Microsoft has a tendency to be one step behind and then try to catch up. Not long ago Microsoft ran advertisements that rubbished the idea of Chromebooks. Microsoft’s response to Chromebooks may be seen in, for example, the HP Stream range i.e. to offer Windows 10 on low end hardware. However, while these laptops are functional, with some frustration with the low RAM and storage, the streamlined Chrome OS remains better suited to low-end PC hardware. I previously posted on the need, in this PC connect age, to differentiate operating systems to meet different use-case scenarios. Google understood this early on when they released their first Chromebooks in 2011, despite being ridiculed by some, at the time, for releasing a ‘glorified web browser’.

Microsoft, finally, appear to catch-on with the release of a cloud OS version of Windows. From the information provided this is a version of Windows made specifically for low-end laptops and will come with Office applications, the Microsoft Store and One Drive support built-in.
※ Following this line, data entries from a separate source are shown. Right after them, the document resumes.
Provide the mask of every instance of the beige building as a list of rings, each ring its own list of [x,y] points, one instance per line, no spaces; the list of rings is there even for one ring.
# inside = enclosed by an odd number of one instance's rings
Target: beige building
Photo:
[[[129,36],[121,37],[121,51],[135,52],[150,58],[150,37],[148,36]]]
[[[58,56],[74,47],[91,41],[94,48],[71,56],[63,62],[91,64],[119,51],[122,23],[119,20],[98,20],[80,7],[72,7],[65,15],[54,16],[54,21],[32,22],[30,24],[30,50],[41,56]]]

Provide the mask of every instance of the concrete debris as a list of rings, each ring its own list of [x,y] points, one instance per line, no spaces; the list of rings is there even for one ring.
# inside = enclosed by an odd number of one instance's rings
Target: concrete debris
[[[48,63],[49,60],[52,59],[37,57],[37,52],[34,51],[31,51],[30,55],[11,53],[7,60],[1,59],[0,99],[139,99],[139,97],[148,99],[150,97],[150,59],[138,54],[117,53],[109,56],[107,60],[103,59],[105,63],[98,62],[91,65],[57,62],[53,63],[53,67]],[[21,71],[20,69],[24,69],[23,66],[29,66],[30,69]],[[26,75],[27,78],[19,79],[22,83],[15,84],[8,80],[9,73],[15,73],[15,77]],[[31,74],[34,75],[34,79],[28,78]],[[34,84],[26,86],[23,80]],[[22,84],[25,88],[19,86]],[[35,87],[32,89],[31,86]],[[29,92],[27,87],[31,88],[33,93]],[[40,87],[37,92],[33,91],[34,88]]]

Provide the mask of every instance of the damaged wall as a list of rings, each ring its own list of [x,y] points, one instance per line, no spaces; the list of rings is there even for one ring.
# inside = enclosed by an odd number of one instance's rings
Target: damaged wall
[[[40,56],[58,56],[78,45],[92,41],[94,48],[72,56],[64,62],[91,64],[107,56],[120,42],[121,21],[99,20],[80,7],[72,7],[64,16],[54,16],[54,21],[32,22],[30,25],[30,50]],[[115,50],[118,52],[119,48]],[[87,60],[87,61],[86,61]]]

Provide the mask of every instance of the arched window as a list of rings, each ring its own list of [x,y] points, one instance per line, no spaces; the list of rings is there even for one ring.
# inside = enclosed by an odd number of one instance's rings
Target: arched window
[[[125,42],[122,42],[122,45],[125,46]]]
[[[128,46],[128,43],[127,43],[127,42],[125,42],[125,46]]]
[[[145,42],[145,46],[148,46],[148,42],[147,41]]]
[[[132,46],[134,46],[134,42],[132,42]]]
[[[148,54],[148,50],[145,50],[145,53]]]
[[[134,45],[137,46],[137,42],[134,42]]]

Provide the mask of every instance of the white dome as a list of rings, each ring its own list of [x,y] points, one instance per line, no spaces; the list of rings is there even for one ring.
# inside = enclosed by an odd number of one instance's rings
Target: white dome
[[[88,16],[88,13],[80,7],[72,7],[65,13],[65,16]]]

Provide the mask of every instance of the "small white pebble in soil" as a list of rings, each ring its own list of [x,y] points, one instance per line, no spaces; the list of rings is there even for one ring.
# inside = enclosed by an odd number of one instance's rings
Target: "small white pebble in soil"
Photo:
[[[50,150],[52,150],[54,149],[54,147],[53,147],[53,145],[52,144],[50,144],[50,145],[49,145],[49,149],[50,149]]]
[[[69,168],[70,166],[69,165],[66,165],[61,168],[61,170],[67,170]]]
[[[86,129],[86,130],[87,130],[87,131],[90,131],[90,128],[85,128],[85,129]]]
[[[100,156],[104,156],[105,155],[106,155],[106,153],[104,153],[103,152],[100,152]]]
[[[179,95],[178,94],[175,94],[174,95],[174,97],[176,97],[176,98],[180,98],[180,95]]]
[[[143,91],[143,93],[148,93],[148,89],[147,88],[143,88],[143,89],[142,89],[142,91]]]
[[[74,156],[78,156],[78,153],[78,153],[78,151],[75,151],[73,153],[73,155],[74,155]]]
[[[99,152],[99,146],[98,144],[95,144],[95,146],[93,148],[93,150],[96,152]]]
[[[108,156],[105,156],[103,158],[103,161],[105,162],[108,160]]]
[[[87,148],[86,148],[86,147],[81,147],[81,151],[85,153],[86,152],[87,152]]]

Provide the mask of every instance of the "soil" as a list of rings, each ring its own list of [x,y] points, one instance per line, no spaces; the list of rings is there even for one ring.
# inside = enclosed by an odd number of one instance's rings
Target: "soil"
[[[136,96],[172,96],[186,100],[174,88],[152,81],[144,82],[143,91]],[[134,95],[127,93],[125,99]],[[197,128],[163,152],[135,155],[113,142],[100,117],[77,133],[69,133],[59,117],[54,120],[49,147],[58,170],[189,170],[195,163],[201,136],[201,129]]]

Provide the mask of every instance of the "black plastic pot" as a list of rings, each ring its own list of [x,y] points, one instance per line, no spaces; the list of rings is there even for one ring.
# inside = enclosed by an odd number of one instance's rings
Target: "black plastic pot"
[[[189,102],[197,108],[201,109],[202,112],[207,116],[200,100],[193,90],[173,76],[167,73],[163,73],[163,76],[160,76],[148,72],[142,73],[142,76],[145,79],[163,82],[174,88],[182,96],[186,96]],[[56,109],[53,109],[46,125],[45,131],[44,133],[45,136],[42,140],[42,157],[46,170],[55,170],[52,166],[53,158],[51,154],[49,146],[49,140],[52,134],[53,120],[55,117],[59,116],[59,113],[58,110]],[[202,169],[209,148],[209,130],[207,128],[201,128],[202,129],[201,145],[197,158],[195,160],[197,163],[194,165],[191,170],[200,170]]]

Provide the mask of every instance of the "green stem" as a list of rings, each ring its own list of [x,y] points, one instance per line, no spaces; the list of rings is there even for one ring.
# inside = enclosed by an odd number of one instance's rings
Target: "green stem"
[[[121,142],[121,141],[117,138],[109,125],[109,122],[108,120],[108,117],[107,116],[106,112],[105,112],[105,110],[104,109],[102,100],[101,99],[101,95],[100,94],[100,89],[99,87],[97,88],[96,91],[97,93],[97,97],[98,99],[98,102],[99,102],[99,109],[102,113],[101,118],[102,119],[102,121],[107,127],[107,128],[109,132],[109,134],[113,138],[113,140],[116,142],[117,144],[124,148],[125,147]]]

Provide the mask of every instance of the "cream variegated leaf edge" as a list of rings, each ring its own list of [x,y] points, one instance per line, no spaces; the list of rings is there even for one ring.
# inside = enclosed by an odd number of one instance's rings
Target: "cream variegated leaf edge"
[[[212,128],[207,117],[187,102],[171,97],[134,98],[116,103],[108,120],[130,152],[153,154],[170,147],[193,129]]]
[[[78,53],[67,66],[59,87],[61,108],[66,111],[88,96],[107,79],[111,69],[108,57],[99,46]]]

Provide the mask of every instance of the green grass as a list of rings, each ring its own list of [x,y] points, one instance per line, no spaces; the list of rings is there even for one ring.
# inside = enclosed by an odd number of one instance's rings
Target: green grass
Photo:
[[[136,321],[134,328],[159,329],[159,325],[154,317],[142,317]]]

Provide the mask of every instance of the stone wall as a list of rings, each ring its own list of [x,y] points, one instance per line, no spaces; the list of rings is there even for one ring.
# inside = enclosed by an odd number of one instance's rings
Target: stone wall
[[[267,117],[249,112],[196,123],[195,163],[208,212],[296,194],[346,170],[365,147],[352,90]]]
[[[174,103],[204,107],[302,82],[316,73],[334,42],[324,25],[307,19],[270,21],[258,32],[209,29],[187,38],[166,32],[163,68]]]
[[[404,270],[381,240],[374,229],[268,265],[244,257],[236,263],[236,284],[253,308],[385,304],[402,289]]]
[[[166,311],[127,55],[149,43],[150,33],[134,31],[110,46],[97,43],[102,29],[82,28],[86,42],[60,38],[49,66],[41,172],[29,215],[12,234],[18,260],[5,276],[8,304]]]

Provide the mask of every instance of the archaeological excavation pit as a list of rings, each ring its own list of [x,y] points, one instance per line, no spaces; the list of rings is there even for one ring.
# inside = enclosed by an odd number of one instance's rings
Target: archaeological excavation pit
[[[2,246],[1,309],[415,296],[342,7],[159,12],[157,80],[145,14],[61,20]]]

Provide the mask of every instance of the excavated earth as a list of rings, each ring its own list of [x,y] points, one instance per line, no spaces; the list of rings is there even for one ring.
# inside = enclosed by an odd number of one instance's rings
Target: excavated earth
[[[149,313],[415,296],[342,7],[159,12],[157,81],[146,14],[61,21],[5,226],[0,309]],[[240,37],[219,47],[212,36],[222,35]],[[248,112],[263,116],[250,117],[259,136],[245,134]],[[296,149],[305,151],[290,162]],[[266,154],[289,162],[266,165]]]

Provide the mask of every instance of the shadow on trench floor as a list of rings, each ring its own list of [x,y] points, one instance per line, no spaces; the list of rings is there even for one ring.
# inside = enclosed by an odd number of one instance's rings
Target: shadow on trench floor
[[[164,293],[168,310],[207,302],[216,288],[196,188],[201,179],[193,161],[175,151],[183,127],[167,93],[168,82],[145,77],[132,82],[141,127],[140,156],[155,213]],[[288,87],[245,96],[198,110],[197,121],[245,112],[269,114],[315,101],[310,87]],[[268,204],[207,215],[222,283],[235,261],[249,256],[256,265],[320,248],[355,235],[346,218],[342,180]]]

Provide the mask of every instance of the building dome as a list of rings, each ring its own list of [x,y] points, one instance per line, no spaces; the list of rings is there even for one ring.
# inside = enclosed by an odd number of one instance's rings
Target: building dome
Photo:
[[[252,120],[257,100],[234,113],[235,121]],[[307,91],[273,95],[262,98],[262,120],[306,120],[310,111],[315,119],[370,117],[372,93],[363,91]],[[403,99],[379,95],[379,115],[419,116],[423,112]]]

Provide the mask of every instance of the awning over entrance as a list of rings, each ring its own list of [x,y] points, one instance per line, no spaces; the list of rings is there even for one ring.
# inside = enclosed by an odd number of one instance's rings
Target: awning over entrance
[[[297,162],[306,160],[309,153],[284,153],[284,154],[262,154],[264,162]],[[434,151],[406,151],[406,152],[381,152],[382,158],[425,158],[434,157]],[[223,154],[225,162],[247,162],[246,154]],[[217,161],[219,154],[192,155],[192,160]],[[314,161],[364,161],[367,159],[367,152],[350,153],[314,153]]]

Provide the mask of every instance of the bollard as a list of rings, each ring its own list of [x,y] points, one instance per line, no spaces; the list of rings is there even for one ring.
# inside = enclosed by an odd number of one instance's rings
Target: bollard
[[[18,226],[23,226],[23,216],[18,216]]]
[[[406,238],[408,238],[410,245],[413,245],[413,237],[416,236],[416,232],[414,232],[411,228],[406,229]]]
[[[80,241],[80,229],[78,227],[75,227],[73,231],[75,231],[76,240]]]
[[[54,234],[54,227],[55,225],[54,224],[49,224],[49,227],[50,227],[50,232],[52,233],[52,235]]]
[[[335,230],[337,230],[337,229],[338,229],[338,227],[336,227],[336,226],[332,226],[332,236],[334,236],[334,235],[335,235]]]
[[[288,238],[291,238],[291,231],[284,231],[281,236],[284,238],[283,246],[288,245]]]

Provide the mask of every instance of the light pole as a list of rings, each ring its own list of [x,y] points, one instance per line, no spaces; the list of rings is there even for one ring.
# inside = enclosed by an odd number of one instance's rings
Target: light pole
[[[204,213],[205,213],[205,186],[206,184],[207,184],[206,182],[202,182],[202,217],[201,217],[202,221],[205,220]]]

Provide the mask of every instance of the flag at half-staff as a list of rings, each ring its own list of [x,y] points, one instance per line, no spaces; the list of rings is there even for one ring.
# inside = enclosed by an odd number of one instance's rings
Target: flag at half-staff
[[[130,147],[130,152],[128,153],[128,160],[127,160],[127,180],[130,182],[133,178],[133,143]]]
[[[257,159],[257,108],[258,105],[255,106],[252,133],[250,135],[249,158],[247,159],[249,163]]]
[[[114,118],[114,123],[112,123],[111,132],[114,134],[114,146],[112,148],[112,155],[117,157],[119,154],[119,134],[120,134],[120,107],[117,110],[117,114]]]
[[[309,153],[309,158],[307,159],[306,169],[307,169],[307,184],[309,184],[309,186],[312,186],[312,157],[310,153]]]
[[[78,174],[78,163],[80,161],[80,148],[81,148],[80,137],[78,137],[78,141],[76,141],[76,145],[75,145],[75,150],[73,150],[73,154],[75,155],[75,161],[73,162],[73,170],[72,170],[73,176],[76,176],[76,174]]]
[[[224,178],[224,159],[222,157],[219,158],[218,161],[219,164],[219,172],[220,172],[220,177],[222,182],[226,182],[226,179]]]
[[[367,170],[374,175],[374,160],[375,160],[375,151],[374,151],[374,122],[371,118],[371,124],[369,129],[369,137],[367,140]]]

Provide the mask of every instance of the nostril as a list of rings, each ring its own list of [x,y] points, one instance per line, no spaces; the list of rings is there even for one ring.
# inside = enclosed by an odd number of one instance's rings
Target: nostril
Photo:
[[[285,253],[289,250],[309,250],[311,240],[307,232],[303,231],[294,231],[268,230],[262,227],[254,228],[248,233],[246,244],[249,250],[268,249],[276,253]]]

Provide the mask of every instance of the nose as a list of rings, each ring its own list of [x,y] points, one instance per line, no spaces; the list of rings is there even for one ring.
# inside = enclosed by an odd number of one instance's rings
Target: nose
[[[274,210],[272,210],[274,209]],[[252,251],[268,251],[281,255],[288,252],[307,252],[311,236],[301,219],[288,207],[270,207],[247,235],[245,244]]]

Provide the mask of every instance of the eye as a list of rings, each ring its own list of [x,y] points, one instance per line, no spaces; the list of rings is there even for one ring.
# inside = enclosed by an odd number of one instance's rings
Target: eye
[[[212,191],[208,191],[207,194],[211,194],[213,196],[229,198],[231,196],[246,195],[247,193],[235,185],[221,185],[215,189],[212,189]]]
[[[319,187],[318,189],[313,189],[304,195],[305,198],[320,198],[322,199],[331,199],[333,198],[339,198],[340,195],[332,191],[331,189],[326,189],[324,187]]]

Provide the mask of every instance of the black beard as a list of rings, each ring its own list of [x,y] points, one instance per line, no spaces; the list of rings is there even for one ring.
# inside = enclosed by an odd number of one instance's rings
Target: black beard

The difference between Windows Mobile and this cloud version of Windows is that it will come with desktop-lite versions of these applications. I think this new operating version of Windows will be an in-between operating system comparable to Chrome OS. However, Chromebooks have developed since their first release, with access to the Google Play now being gradually rolled out. Again, Microsoft will have to catch-up – not only will they need to beef-up the Edge browser to measure-up against the Chrome Store but will also have to increase the catalogue of applications available through the Microsoft Store to at least compare, in some way, with Google Play. At the moment, many of the popular applications are absent from the Microsoft Store.

Monday, 25 January 2016

Alcatel Onetouch Pixi 3 introduces Windows 10 Mobile for tablets

Alcatel Onetouch Pixi 3, in my opinion, is one of the more interesting tablets introduced at CES 2016. It is a Windows tablet that runs, for the first time, Windows 10 Mobile. This is the same operating system that you get with Microsoft's Lumia phones and the LTE support means the Pixi 3 can also make phone calls. Windows 10 Mobile is a better platform for tablets (sizes between 7 - 9 inches), as it runs very well with mobile based processors and requires less processor power compared to Android. Further, what makes this the right direction is that Windows tablets, running the desktop operating system, tend to retail with 32GB storage, which is limited for full Windows 10; on the other hand, these restrictions do not apply to Windows 10 Mobile. Also, the desktop no longer takes up resources and this means, as noted, far better performance with Intel based Atom based processors.

However, there remains the problem in regards to a lack of applications, in comparison to Android or iOS, but this is also the case with the Windows Store available through the desktop version of Windows 10. Another concern would be with the translation of productivity applications, specifically Office 365, from the Windows 10 Desktop, to Windows 10 Mobile. Here the issue becomes the development of some form of continuity and differentiation of Windows 10 Mobile between smartphones and tablets, with the latter requiring more feature rich productivity applications. Even with these shortcoming, Alcatel's move to adopt Windows 10 Mobile for tablets should be the way forward if Windows 10 is to be a serious alternative to Android in the budget range of tablets.